There was a time, not so long ago, when one could argue Paulinho was the most enticing young Brazilian this side of Neymar.
Paulinho had starred as the Selecao won the 2013 Confederations Cup, claiming Bronze Ball honours. A rangy central midfielder with physicality and a silky touch? His £17 million move from Corinthians to Tottenham seemed like a bargain.
But Paulinho, of course, never truly found his footing in the Premier League. The 2014 World Cup on home soil ended in devastation, with Paulinho benched for the 7-1 semi-final setback against Germany. He made just three starts the subsequent Premier League campaign and missed out on Brazil's 2015 Copa America squad.
When Paulinho made the move to Chinese Super League side Guangzhou Evergrande in June 2015, he might as well have been waving a white flag. So long spotlight, hello obscurity.
Fast-forward 21 months and Paulinho is still plying his trade in China — and he's never been better.

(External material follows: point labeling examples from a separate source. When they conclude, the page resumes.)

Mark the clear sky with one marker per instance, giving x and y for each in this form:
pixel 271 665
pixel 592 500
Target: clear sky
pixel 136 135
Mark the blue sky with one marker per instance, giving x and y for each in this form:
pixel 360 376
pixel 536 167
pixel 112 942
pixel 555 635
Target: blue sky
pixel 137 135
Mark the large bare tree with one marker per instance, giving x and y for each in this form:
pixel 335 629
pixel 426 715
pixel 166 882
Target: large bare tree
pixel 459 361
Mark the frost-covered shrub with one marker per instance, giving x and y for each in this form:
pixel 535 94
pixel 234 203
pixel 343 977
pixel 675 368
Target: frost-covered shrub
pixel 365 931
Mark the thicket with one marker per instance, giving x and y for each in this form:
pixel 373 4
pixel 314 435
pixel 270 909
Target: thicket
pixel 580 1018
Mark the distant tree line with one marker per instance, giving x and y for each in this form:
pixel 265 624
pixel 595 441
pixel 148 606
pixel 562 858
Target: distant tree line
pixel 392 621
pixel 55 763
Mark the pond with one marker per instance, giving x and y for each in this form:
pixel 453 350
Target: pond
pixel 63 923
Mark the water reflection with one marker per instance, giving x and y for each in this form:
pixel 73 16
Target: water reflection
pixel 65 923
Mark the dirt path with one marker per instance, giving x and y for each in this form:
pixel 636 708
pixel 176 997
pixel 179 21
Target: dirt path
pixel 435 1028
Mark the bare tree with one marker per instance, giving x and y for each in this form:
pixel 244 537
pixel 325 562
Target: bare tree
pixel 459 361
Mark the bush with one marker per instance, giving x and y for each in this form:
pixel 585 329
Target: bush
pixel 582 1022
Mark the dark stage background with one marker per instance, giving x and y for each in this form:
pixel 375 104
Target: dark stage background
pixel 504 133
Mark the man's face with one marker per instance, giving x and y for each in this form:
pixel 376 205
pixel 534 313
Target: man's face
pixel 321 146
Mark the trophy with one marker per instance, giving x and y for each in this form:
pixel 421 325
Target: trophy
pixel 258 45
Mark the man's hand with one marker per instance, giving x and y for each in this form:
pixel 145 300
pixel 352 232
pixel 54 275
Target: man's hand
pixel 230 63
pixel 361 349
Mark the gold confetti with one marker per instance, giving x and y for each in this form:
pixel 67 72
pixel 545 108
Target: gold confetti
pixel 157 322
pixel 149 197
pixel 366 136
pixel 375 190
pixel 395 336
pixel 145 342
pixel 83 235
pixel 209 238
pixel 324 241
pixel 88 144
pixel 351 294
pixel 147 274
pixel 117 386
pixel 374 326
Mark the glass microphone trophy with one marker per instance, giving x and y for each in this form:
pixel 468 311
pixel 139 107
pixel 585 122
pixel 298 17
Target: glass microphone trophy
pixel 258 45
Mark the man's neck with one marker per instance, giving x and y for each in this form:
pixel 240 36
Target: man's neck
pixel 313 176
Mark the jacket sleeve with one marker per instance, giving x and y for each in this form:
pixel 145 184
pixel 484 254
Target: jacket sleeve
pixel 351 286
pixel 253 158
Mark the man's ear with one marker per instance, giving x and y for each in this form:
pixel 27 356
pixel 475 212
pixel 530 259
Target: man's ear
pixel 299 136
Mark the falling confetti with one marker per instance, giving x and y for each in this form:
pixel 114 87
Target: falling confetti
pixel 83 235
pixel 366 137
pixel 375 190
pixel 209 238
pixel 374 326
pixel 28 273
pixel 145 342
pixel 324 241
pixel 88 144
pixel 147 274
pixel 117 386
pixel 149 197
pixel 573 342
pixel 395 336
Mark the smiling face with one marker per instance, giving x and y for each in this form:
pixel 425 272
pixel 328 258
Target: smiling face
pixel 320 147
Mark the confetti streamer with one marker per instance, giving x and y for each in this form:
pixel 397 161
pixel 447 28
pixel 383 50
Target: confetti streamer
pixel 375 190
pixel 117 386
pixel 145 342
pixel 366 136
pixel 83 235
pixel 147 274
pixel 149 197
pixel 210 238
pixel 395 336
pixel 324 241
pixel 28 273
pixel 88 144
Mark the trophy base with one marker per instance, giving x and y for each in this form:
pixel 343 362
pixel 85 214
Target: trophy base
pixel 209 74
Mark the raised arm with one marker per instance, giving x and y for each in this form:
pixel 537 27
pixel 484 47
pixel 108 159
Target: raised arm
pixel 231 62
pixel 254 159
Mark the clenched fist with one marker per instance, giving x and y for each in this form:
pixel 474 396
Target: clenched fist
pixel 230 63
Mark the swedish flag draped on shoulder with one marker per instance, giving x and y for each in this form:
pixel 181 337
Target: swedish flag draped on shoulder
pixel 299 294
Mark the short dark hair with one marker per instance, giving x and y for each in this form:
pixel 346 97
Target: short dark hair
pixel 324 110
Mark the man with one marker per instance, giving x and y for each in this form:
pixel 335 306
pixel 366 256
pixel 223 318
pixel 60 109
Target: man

That much was evident as the 28-year-old recorded a hat-trick in a 4-1 away win over Uruguay on Thursday. It's a result that all but sewed up a 2018 World Cup berth, putting Brazil 10 points clear of CONMEBOL's playoff spot with five matches remaining.
The first strike was a screamer — a rising, long-range equaliser that required equal parts audacity and technique. The go-ahead goal was more opportunistic, with Paulinho pouncing on the rebound of a denied Roberto Firmino effort. After Neymar made it 3-1, Paulinho completed his hat-trick with a perfectly timed run before chesting home a stoppage-time tally.
It was the handiwork of a box-to-box midfielder oozing confidence. For a rhythm player such as Paulinho, sporadic minutes for Spurs were a death blow. When he signed in China, it was a leap of faith that predated the days of Ezequiel Lavezzi, Graziano Pelle, Oscar and Axel Witsel. But he needed minutes, anywhere he could find them.
While the rest of the football world largely forgot about Paulinho — including then-Brazil coach Dunga — the Sao Paulo native quietly returned to form. Although a group stage exit at the Copa America Centenario last summer spelled doom for Dunga, it was the lifeline Paulinho needed.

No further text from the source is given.